As they walked across the lawn towards the river, Elizabeth turned back to look again; her uncle and aunt stopped also, and while the former was conjecturing as to the date of the building, the owner of it himself suddenly came forward from the road, which led behind it to the stables.
They were within twenty yards of each other, and so abrupt was his appearance, that it was impossible to avoid his sight. Their eyes instantly met, and the cheeks of each were overspread with the deepest blush. He absolutely started, and for a moment seemed immoveable from surprise; but shortly recovering himself, advanced towards the party, and spoke to Elizabeth, if not in terms of perfect composure, at least of perfect civility.
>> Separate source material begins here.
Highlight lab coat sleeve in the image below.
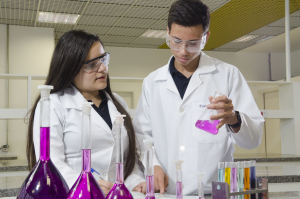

She had instinctively turned away; but, stopping on his approach, received his compliments with an embarrassment impossible to be overcome. Had his first appearance, or his resemblance to the picture they had just been examining, been insufficient to assure the other two that they now saw Mr. Darcy, the gardener's expression of surprise on beholding his master must immediately have told it. They stood a little aloof while he was talking to their niece, who, astonished and confused, scarcely dared lift her eyes to his face, and knew not what answer she returned to his civil enquiries after her family. Amazed at the alteration in his manner since they last parted, every sentence that he uttered was increasing her embarrassment; and every idea of the impropriety of her being found there recurring to her mind, the few minutes in which they continued together were some of the most uncomfortable of her life. Nor did he seem much more at ease; when he spoke, his accent had none of its usual sedateness; and he repeated his enquiries as to the time of her having left Longbourn, and of her stay in Derbyshire, so often, and in so hurried a way, as plainly spoke the distraction of his thoughts.
At length, every idea seemed to fail him; and, after standing a few moments without saying a word, he suddenly recollected himself, and took leave.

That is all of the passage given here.